His life, he said, is easier at the moment. "It's the first time I've taken my recovery seriously," he said. "I go to groups. I go to individual therapy. A bunch of different appointments just so I can get better."
And he picks up a bow.
The competition in Chicago will be grueling. Archers shoot at small targets 18 meters downrange. They shoot two rounds of 300 arrows with a 20-minute break in between. Then the top eight scorers move on to the medal round, going head-to-head. The whole thing, White said, could take seven hours. Gonzalez was so worn out just from Thursday's practice that he pulled out his right knee brace Friday and put it on.
"The hardest part is getting people to understand the physical side of it," White said. "They think archery's easy and there's nothing physical about it, but it's an extremely physical sport.
"Think about it: You're drawing a bow back 100 times. That bow's 60 pounds.
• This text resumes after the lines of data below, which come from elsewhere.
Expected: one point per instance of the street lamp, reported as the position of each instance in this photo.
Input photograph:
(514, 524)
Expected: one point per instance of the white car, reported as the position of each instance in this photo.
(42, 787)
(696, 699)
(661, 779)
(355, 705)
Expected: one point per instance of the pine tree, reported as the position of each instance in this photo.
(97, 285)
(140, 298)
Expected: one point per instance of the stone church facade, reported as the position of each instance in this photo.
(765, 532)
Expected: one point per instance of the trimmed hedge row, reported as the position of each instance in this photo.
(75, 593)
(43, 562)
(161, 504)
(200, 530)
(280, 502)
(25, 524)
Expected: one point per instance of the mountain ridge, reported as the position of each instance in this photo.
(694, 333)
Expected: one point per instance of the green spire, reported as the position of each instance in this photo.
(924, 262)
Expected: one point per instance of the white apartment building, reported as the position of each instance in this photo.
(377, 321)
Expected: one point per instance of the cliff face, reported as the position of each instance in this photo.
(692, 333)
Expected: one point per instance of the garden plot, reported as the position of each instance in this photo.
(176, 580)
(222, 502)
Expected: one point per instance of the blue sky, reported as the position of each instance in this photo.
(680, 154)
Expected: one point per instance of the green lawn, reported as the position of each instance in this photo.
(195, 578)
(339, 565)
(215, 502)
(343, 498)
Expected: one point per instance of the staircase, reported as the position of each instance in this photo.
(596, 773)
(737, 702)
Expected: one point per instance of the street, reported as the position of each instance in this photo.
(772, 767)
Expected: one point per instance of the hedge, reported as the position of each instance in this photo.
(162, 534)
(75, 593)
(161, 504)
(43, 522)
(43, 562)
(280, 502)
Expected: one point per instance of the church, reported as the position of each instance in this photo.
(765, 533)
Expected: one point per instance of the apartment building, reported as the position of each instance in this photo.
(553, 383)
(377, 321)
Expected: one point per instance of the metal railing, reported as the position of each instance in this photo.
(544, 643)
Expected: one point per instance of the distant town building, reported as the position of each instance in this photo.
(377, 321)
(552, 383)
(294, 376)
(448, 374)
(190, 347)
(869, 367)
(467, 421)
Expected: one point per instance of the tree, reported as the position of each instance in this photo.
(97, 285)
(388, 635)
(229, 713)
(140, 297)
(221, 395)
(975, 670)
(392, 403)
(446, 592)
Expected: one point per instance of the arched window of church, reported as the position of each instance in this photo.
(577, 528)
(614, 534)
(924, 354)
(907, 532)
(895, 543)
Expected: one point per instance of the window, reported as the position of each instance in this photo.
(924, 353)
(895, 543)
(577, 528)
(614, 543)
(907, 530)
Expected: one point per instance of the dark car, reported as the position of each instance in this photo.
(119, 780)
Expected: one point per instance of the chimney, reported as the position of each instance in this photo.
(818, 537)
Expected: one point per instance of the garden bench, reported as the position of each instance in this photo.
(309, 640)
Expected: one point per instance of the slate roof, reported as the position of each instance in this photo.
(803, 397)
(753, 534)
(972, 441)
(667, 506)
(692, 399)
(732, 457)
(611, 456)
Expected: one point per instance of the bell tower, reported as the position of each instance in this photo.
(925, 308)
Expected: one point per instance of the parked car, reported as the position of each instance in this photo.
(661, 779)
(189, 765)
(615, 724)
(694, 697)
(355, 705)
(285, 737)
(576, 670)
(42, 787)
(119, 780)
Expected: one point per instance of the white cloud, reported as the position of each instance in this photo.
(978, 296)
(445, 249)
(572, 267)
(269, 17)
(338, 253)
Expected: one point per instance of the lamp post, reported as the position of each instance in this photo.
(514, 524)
You've just lifted 6,000 pounds in matter of two hours, three hours. To get over that physical demand is the hardest part. Once they get the physical part of it down, then it's just defining process, understanding what it takes to get the bow to do what they want it to do."
Gonzalez, meanwhile, finds inspiration in his fellow competitors everywhere he looks.
"It's impressive to see what some of these guys can do," he said. "They're doing the sprints as double-leg amputees. I can't really do that. It's motivational, seeing them. If that doesn't tell you to not quit, I don't know what will."